Olá pensadores!
Antes de mais nada, é preciso reconhecer: no que tange à segurança pública, Alagoas amarga dias tenebrosos. Os dados oficiais estão aí, para quem quiser ver, medir e comparar! Alagoas está sendo dominada, dia a dia, por uma onda de crimes capaz de tirar o sossego de qualquer cidadão de bem.
Entretanto, não obstante a essa triste constatação, tal fator não nos autoriza, enquanto população e enquanto imprensa, a contribuir e, até mesmo, aumentar esse já insuportável clima de insegurança pública que vivemos. Não acredito que, mesmo diante da iminente calamidade que o Estado vive em termos de segurança pública, estejamos autorizados a prolatar o apocalipse, da forma como foi feito, em Maceió, na manhã deste domingo.
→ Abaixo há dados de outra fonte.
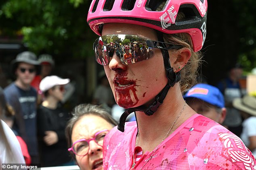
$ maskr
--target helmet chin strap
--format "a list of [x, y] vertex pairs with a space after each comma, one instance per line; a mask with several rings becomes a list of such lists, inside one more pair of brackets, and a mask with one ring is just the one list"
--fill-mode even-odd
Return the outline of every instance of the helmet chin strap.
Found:
[[[156, 32], [158, 41], [164, 42], [162, 33], [157, 31]], [[173, 87], [175, 83], [180, 79], [180, 72], [179, 71], [175, 73], [173, 70], [173, 68], [170, 65], [169, 61], [170, 57], [168, 51], [164, 50], [161, 50], [161, 51], [164, 58], [164, 64], [166, 73], [166, 77], [168, 79], [167, 84], [155, 97], [155, 101], [148, 106], [143, 105], [135, 108], [129, 108], [125, 110], [120, 117], [118, 125], [118, 129], [121, 132], [124, 131], [124, 124], [127, 116], [133, 112], [144, 112], [147, 116], [151, 116], [154, 114], [160, 105], [163, 103], [164, 100], [166, 96], [170, 87]]]

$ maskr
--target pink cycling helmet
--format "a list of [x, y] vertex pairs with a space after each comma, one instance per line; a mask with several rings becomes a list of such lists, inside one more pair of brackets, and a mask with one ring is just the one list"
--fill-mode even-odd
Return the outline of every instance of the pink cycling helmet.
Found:
[[[156, 11], [162, 3], [162, 10]], [[93, 0], [87, 22], [99, 35], [103, 25], [110, 23], [142, 25], [168, 34], [187, 33], [197, 52], [206, 38], [207, 7], [206, 0]], [[176, 21], [180, 11], [186, 17]]]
Os boatos sobre supostos arrastões, que teriam começado, para alguns internautas e para boa parte da mídia eletrônica do Estado, na noite e madrugada anteriores, tendo se espalhado pela cidade de Maceió, são um exemplo de como nós, simples cidadãos, temos nossa parcela de culpa no aumento, não da criminalidade, mas da sensação de insegurança que já nos assola.
O que aconteceu no centro da capital alagona, hoje, é perfeitamente explicável. No comércio repleto de pessoas, de repente, alguém gritou: “Assalto! Pega ladrão! Olha o arrastão!”. Para cada ouvido que captou essa mensagem, uma reação foi desencadeada, como um efeito dominó. Daí, a multidão desordenada tratou de compor o restante do cenário: dezenas de pessoas correndo, assustadas e passando mal; portas das lojas sendo fechadas; polícia sem entender nada; um verdadeiro tumulto geral e sem foco.
Na internet, tivemos a pior repercussão, creio, de tudo isso. Milhares de internautas, dando como certo o arrastão, passaram a ser vítimas de não sei quantos outros arrastões em diversos lugares da cidade. Ninguém dizia “eu vi!”. Era sempre “um amigo meu disse que...”. O telefone sem fio do medo se espalhou e, em poucas horas, estávamos trancados em nossas casas pensando que, a qualquer momento, o arrastão iria bater em nossas portas.
Pior que a ação dos usuários da net, foi o trabalho da mídia alagoana no caso. Sem atentar para o grau de responsabilidade que possui para a construção de um clima de tranqüilidade e sem o devido trabalho de apuração, a mídia passou a noticiar, em manchetes, que Maceió estava sendo dominada! Meu Deus! Quanta irresponsabilidade! Quem, como eu, acorda procurando saber das notícias do Estado, ao se deparar com uma manchete dessas, pensou o quê? Estamos lascados!
Pouco a pouco as notícias da não ocorrência do arrastão foram sendo divulgadas. Então, os boateiros de plantão passaram questionar: “e as pessoas que estavam no centro? Elas estavam mentindo?”. Não, respondo. As pessoas que estavam no centro não estão mentido. Mas o que houve não tem nada a ver com arrastão. Hoje, no centro, tivemos um exemplo, comum inclusive nos estudos policiais de comportamento de turbas, de tumulto generalizado sem causa relevante. Era como uma manada de cervos fugindo da sombra de um possível leão.
Meus amigos, repito: Alagoas está agonizando no quesito segurança pública e isto é fato notório. Esperamos ansiosos que o Estado saia desta UTI social e possamos respirar dias melhores. Mas, enquanto isso, estou certo, há comportamentos nossos, enquanto cidadãos, que podem fazer dessa agonia algo muito mais doloroso, muito mais sofrido... Aliás, desmotivadamente sofrido, como hoje. O que nós, alagoanos, menos precisamos é nos tornarmos escravos da boataria do terror.